What exactly is the relationship between pointers and arrays in C++?


Like, why is it that sometimes, when a function input is supposed to be a pointer, you can use an array instead?

In: 0

Arrays are pointers.

RAM/memory consists of a bunch of “cells” where you can put bytes. Each cell has its own address, and the CPU retrieves this memory by sending the address to the RAM and waiting for a response.

Pointers are of course these memory addresses.

Arrays are consecutively stored elements in memory, and the program merely keeps track of the address of the first element, then adds to this address as it necessary to query the array. That is if the beginning of the array has address 5, I can query the second element of the array by querying address 5+1 = 6.

The way this actually works of course in C is by arrays simply being pointers. Doing arr[i] is equivelent to doing *(arr + i)

An array object is a pointer to a serialized list of objects. So if a function takes a pointer, it can take an “array,” because you aren’t passing the array, just the pointer to the array.

C++ has two types of arrays – C arrays, defined using *type variable_name[length]*, and C++ arrays, defined using the classes *std::array* or *std::vector*.

Arrays are always, somewhere inside, a contiguous chunk of memory filled with items of uniform width. In C++ arrays, that memory is managed by the *std::array* or *std::vector* objects, so you can just ask for some element, or request the array be resized, and the object takes care of it for you.

C arrays are extremely barebones. The variable *variable_name* is actually a pointer to the beginning of the array. When you want to access an element of the array, the only way to do with with C arrays is to take the pointer to the start of the array, increment it by *sizeof(type) * index*, and then access the element at that incremented pointer.

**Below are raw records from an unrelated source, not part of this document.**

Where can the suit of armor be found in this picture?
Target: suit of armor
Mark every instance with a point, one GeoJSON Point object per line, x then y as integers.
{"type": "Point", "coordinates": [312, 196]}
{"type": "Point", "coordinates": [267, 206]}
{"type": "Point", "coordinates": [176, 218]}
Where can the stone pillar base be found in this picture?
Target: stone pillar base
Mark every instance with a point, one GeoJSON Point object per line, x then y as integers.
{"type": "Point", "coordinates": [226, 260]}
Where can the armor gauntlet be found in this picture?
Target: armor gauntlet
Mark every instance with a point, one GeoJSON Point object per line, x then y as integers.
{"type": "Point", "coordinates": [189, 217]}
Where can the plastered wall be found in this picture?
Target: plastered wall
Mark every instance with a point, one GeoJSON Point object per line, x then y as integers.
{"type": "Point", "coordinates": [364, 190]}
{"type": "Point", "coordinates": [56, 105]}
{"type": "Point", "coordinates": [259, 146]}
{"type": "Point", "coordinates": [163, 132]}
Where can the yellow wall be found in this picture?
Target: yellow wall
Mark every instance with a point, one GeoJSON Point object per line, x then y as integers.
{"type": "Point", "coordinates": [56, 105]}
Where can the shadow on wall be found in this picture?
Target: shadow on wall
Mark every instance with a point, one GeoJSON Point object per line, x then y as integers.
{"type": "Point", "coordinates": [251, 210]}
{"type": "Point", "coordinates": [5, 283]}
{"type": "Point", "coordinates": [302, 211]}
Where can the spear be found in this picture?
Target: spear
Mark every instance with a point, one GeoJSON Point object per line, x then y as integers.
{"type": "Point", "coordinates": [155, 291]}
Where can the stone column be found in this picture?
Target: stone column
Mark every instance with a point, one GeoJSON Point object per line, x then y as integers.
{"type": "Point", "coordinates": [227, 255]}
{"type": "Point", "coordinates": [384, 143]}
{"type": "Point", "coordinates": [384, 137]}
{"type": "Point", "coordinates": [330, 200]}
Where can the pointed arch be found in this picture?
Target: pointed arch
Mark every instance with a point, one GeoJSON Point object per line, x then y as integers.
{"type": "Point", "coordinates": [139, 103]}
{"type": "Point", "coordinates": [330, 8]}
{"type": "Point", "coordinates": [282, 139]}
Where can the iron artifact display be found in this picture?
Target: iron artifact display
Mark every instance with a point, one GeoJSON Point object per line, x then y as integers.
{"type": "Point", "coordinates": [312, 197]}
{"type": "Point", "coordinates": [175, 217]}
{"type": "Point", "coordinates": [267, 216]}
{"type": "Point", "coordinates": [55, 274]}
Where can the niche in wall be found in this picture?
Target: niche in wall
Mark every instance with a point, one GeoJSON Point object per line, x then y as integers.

So if you have *int arr[5]*, that creates 20 contiguous bytes in memory, logically separated in 4-byte chunks, and *arr* is a pointer to the beginning of that memory. When you access it using *arr[2]*, the language will take the pointer *arr*, calculate the offset *sizeof(int) * 2 = 4 * 2 = 8*, and give you back the integer that is located 8 bytes away from *arr*.

(Note: the statement *int arr[5];* specifically creates this array on the stack, which sits between all the other things on the stack, and will be deleted when the function is done. If you need an array that can be resized, or that can last after this function is complete, you will need to allocate memory using *new*, and put that pointer into a regular old *int * arr*. You can still access array elements using *arr[index]*, but now the language won’t be able to tell you when you’re looking at an index that’s actually outside of your array.)

Internally, the objects *std::array* and *std::vector* are doing something similar. They will allocate a contiguous chunk of memory, and when you ask for an element, they do this same pointer arithmetic to find you that element.